Pat Lachance trained some of Berthiaume’s horses in the winter in the U.S.
In January, Gural announced that blood samples taken from Traceur Hanover and Voelz Hanover a few days before the Breeders Crown finals and sent to Hong Kong for analysis revealed cobalt levels five times higher than the threshold level typically found in a horse’s system.
In addition to banning Berthiaume’s horses from racing at the Meadowlands, Gural is refusing to allow Traceur Hanover to be entered in the Meadowlands Pace. Gural returned the sustaining payments Berthiaume had made to keep his horse eligible for the race.
“When I tried to explain to him, he said ‘I don’t want to see you or your horses,” Berthiaume said. “That’s his decision. I’m not a gambler, I just like (racing horses). I’ve never had problems with anybody.
“I didn’t understand the reason why Gural (did what he did),” Berthiaume added. “He said ‘you need to know who you do business with’, but I have four different trainers and I can’t know what they are doing (all the time). How am I going to know what they do with my horses? All the trainers that (work) for me, they never know me. I don’t go to the races. I watch the races on television in Montreal. I just send them the horses and they call Normand Bardier. The only (trainer) who knows me is Ben Baillargeon. He trained 14 horses for me for two or three years and we won a lot of races in Toronto.

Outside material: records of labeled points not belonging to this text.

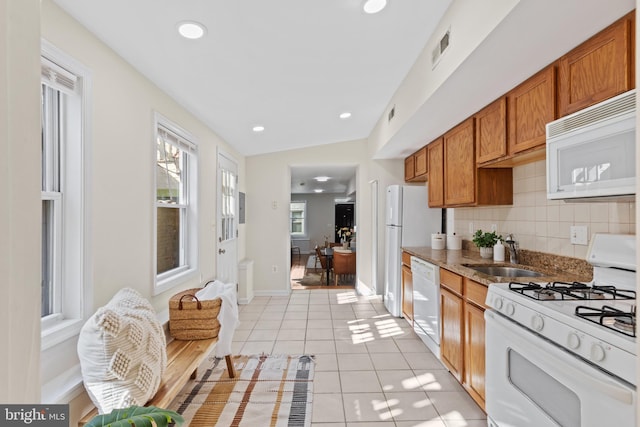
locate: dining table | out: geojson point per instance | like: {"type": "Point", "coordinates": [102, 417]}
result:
{"type": "Point", "coordinates": [328, 253]}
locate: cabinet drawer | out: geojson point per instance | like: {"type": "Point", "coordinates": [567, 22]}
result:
{"type": "Point", "coordinates": [451, 281]}
{"type": "Point", "coordinates": [476, 293]}
{"type": "Point", "coordinates": [406, 259]}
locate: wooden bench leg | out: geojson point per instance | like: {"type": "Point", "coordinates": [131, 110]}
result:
{"type": "Point", "coordinates": [230, 368]}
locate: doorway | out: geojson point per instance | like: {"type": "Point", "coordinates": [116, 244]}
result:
{"type": "Point", "coordinates": [327, 195]}
{"type": "Point", "coordinates": [344, 218]}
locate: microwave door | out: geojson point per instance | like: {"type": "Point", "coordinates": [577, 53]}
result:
{"type": "Point", "coordinates": [592, 164]}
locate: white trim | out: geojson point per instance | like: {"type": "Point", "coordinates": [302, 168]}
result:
{"type": "Point", "coordinates": [64, 385]}
{"type": "Point", "coordinates": [272, 293]}
{"type": "Point", "coordinates": [187, 144]}
{"type": "Point", "coordinates": [63, 388]}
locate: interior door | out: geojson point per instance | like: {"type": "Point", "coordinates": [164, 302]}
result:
{"type": "Point", "coordinates": [227, 220]}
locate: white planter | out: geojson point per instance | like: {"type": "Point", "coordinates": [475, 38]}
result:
{"type": "Point", "coordinates": [486, 252]}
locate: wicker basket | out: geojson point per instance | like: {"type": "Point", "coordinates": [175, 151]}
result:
{"type": "Point", "coordinates": [192, 319]}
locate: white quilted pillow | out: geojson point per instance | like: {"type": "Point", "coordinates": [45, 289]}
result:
{"type": "Point", "coordinates": [122, 352]}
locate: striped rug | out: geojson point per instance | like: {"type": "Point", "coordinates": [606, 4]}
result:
{"type": "Point", "coordinates": [268, 390]}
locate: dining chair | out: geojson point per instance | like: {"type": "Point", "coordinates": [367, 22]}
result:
{"type": "Point", "coordinates": [323, 263]}
{"type": "Point", "coordinates": [344, 265]}
{"type": "Point", "coordinates": [295, 249]}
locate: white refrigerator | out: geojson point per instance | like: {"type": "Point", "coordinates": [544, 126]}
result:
{"type": "Point", "coordinates": [409, 222]}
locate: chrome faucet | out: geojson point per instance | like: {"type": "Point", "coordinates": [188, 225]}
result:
{"type": "Point", "coordinates": [513, 249]}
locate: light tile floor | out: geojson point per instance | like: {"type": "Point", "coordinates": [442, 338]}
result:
{"type": "Point", "coordinates": [371, 368]}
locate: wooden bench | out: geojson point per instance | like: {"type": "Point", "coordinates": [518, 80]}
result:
{"type": "Point", "coordinates": [183, 359]}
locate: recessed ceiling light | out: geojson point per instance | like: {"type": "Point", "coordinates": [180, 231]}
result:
{"type": "Point", "coordinates": [374, 6]}
{"type": "Point", "coordinates": [191, 29]}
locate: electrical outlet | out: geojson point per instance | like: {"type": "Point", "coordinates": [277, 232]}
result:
{"type": "Point", "coordinates": [579, 235]}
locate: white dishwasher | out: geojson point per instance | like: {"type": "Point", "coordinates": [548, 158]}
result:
{"type": "Point", "coordinates": [426, 303]}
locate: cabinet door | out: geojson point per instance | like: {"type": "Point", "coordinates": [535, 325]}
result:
{"type": "Point", "coordinates": [451, 332]}
{"type": "Point", "coordinates": [407, 293]}
{"type": "Point", "coordinates": [491, 131]}
{"type": "Point", "coordinates": [409, 168]}
{"type": "Point", "coordinates": [531, 106]}
{"type": "Point", "coordinates": [459, 165]}
{"type": "Point", "coordinates": [474, 352]}
{"type": "Point", "coordinates": [435, 153]}
{"type": "Point", "coordinates": [474, 340]}
{"type": "Point", "coordinates": [421, 164]}
{"type": "Point", "coordinates": [598, 69]}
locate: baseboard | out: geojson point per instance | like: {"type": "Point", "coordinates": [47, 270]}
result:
{"type": "Point", "coordinates": [245, 301]}
{"type": "Point", "coordinates": [362, 289]}
{"type": "Point", "coordinates": [272, 293]}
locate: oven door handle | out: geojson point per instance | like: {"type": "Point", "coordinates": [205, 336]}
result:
{"type": "Point", "coordinates": [566, 371]}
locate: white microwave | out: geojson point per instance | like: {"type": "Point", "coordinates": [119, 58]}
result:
{"type": "Point", "coordinates": [591, 154]}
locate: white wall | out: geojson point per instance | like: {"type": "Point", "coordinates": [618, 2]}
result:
{"type": "Point", "coordinates": [122, 111]}
{"type": "Point", "coordinates": [320, 217]}
{"type": "Point", "coordinates": [268, 228]}
{"type": "Point", "coordinates": [543, 225]}
{"type": "Point", "coordinates": [470, 23]}
{"type": "Point", "coordinates": [20, 208]}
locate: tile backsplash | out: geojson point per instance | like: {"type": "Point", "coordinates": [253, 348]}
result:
{"type": "Point", "coordinates": [543, 225]}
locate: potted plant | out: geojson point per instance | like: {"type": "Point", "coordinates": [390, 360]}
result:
{"type": "Point", "coordinates": [345, 235]}
{"type": "Point", "coordinates": [138, 416]}
{"type": "Point", "coordinates": [485, 241]}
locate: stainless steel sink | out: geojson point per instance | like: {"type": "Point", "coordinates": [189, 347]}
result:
{"type": "Point", "coordinates": [504, 271]}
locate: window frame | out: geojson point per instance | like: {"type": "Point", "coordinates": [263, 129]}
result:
{"type": "Point", "coordinates": [71, 203]}
{"type": "Point", "coordinates": [303, 233]}
{"type": "Point", "coordinates": [188, 205]}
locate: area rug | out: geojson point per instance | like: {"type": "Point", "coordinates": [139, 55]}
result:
{"type": "Point", "coordinates": [268, 390]}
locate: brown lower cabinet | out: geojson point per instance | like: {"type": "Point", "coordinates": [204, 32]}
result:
{"type": "Point", "coordinates": [462, 331]}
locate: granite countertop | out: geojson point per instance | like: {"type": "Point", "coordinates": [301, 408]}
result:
{"type": "Point", "coordinates": [553, 268]}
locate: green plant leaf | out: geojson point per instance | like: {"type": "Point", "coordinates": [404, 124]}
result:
{"type": "Point", "coordinates": [138, 416]}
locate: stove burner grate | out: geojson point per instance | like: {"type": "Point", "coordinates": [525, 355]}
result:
{"type": "Point", "coordinates": [611, 318]}
{"type": "Point", "coordinates": [570, 291]}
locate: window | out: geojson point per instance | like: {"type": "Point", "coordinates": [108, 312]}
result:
{"type": "Point", "coordinates": [65, 164]}
{"type": "Point", "coordinates": [175, 200]}
{"type": "Point", "coordinates": [298, 215]}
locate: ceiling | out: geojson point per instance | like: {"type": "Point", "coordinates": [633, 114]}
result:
{"type": "Point", "coordinates": [303, 180]}
{"type": "Point", "coordinates": [293, 66]}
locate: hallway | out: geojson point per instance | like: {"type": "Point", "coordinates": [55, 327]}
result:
{"type": "Point", "coordinates": [372, 369]}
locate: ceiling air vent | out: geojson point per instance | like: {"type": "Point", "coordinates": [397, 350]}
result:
{"type": "Point", "coordinates": [441, 46]}
{"type": "Point", "coordinates": [392, 113]}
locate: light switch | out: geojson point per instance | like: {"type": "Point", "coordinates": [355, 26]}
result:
{"type": "Point", "coordinates": [579, 234]}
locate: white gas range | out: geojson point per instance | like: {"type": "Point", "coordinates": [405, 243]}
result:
{"type": "Point", "coordinates": [564, 354]}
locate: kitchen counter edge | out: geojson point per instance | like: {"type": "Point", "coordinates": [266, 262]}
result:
{"type": "Point", "coordinates": [453, 260]}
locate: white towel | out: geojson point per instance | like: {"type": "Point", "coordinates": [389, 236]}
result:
{"type": "Point", "coordinates": [228, 315]}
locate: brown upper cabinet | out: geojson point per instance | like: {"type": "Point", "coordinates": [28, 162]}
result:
{"type": "Point", "coordinates": [531, 106]}
{"type": "Point", "coordinates": [435, 153]}
{"type": "Point", "coordinates": [491, 131]}
{"type": "Point", "coordinates": [409, 168]}
{"type": "Point", "coordinates": [516, 124]}
{"type": "Point", "coordinates": [454, 179]}
{"type": "Point", "coordinates": [415, 166]}
{"type": "Point", "coordinates": [459, 164]}
{"type": "Point", "coordinates": [598, 69]}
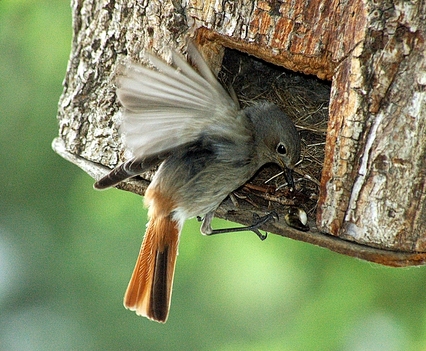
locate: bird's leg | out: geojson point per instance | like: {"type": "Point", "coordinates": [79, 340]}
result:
{"type": "Point", "coordinates": [207, 229]}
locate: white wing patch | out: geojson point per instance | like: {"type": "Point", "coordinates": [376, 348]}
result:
{"type": "Point", "coordinates": [174, 104]}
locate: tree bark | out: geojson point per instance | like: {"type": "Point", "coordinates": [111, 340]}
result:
{"type": "Point", "coordinates": [372, 195]}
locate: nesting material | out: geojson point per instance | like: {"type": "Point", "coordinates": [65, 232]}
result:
{"type": "Point", "coordinates": [305, 99]}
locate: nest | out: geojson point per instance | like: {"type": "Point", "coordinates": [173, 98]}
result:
{"type": "Point", "coordinates": [305, 99]}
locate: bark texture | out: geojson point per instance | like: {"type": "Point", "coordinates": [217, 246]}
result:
{"type": "Point", "coordinates": [372, 200]}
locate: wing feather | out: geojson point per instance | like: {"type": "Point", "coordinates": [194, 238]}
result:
{"type": "Point", "coordinates": [174, 104]}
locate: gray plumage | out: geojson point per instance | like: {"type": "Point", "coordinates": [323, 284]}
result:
{"type": "Point", "coordinates": [206, 146]}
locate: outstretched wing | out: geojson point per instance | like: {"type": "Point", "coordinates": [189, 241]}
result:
{"type": "Point", "coordinates": [174, 105]}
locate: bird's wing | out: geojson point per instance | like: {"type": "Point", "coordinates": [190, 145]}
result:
{"type": "Point", "coordinates": [174, 105]}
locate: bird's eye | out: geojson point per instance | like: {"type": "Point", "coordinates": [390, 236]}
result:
{"type": "Point", "coordinates": [281, 149]}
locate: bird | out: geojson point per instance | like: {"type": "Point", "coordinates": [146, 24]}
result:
{"type": "Point", "coordinates": [176, 115]}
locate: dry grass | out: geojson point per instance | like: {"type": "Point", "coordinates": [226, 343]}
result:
{"type": "Point", "coordinates": [305, 99]}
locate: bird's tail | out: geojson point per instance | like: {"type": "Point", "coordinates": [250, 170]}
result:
{"type": "Point", "coordinates": [150, 288]}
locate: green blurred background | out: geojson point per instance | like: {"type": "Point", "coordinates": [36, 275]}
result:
{"type": "Point", "coordinates": [67, 251]}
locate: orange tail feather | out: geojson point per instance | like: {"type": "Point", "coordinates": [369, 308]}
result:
{"type": "Point", "coordinates": [150, 288]}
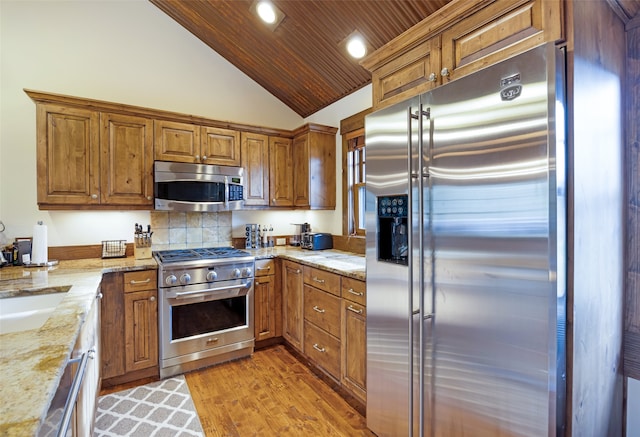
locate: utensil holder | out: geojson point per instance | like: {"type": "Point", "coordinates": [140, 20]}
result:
{"type": "Point", "coordinates": [142, 245]}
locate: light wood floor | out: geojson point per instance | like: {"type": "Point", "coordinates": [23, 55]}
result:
{"type": "Point", "coordinates": [270, 394]}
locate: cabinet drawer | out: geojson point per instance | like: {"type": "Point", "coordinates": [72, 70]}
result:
{"type": "Point", "coordinates": [265, 267]}
{"type": "Point", "coordinates": [322, 309]}
{"type": "Point", "coordinates": [141, 280]}
{"type": "Point", "coordinates": [354, 290]}
{"type": "Point", "coordinates": [329, 282]}
{"type": "Point", "coordinates": [322, 348]}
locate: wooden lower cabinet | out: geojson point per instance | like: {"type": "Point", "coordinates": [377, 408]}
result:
{"type": "Point", "coordinates": [292, 301]}
{"type": "Point", "coordinates": [354, 348]}
{"type": "Point", "coordinates": [129, 326]}
{"type": "Point", "coordinates": [324, 317]}
{"type": "Point", "coordinates": [267, 301]}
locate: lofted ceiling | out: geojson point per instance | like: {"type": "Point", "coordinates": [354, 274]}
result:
{"type": "Point", "coordinates": [302, 61]}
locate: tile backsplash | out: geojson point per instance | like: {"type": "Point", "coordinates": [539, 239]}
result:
{"type": "Point", "coordinates": [181, 230]}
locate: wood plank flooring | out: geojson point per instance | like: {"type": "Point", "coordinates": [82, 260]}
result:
{"type": "Point", "coordinates": [270, 394]}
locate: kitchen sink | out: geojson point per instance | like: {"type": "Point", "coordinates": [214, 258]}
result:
{"type": "Point", "coordinates": [21, 313]}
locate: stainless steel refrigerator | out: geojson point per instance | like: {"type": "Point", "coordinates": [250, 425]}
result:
{"type": "Point", "coordinates": [466, 230]}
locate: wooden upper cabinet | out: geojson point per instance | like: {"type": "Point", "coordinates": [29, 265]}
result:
{"type": "Point", "coordinates": [462, 37]}
{"type": "Point", "coordinates": [280, 171]}
{"type": "Point", "coordinates": [314, 161]}
{"type": "Point", "coordinates": [174, 141]}
{"type": "Point", "coordinates": [126, 144]}
{"type": "Point", "coordinates": [499, 31]}
{"type": "Point", "coordinates": [219, 146]}
{"type": "Point", "coordinates": [255, 161]}
{"type": "Point", "coordinates": [68, 156]}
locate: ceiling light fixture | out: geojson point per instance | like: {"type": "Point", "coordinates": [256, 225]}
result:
{"type": "Point", "coordinates": [268, 13]}
{"type": "Point", "coordinates": [355, 45]}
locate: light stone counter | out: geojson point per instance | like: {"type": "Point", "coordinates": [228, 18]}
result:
{"type": "Point", "coordinates": [336, 261]}
{"type": "Point", "coordinates": [32, 362]}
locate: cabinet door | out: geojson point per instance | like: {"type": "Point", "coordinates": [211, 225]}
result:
{"type": "Point", "coordinates": [354, 348]}
{"type": "Point", "coordinates": [497, 32]}
{"type": "Point", "coordinates": [292, 321]}
{"type": "Point", "coordinates": [255, 161]}
{"type": "Point", "coordinates": [126, 145]}
{"type": "Point", "coordinates": [219, 146]}
{"type": "Point", "coordinates": [141, 330]}
{"type": "Point", "coordinates": [174, 141]}
{"type": "Point", "coordinates": [322, 169]}
{"type": "Point", "coordinates": [89, 342]}
{"type": "Point", "coordinates": [301, 173]}
{"type": "Point", "coordinates": [265, 300]}
{"type": "Point", "coordinates": [112, 316]}
{"type": "Point", "coordinates": [407, 75]}
{"type": "Point", "coordinates": [280, 172]}
{"type": "Point", "coordinates": [68, 161]}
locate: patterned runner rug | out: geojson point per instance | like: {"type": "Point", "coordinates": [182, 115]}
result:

“I really like the Meadowlands Pace and I don’t know why they refuse to let me race (in it). It’s not the fault of the horse, it’s not the vault of me, the owner. After racing in Toronto, I have to send Traceur to some other trainer in the United States? Who am I going to (hire)? Do I have call the FBI to take a survey on them?
“I really don’t know (who will train the horse in the U.S.). Pat Lachance did a good job for me in December, January and February. I’ll probably send it to Pat Lachance. But there’s one important point for me: I like the same driver. I want the same driver to drive Traceur Hanover all year. It’s best to have the same driver. It’s not an easy game to race horses.”
Randy Waples drove the colt for all of his Canadian-based races last year and is slated to drive him in a qualifier Friday at Mohawk Racetrack. Traceur Hanover is being pointed to the Somebeachsomewhere Stakes June 6 as his first start en route to the North America Cup, which begins with the eliminations June 13 and is followed by the $1 million final June 20.
Earlier this week, Berthiaume sold five-year-old pacing mare Request For Parole, a winner of nine of 45 career races and almost $200,000, to trainer Ron Burke for an undisclosed amount. She has won four of 12 starts this year and $40,250.
Voelz Hanover was retired in the off-season after failing two in four races and bred to Mach Three.
Go Daddy Go Returns To Racing: Go Daddy Go, Canada’s top two-year-old colt pacer, makes his season debut Friday night at Western Fair Raceway in London. John Campbell drives for trainer/breeder Bob McIntosh, who owns the colt with Dave Boyle and Diamond Creek Racing, which bought into the partnership earlier this year.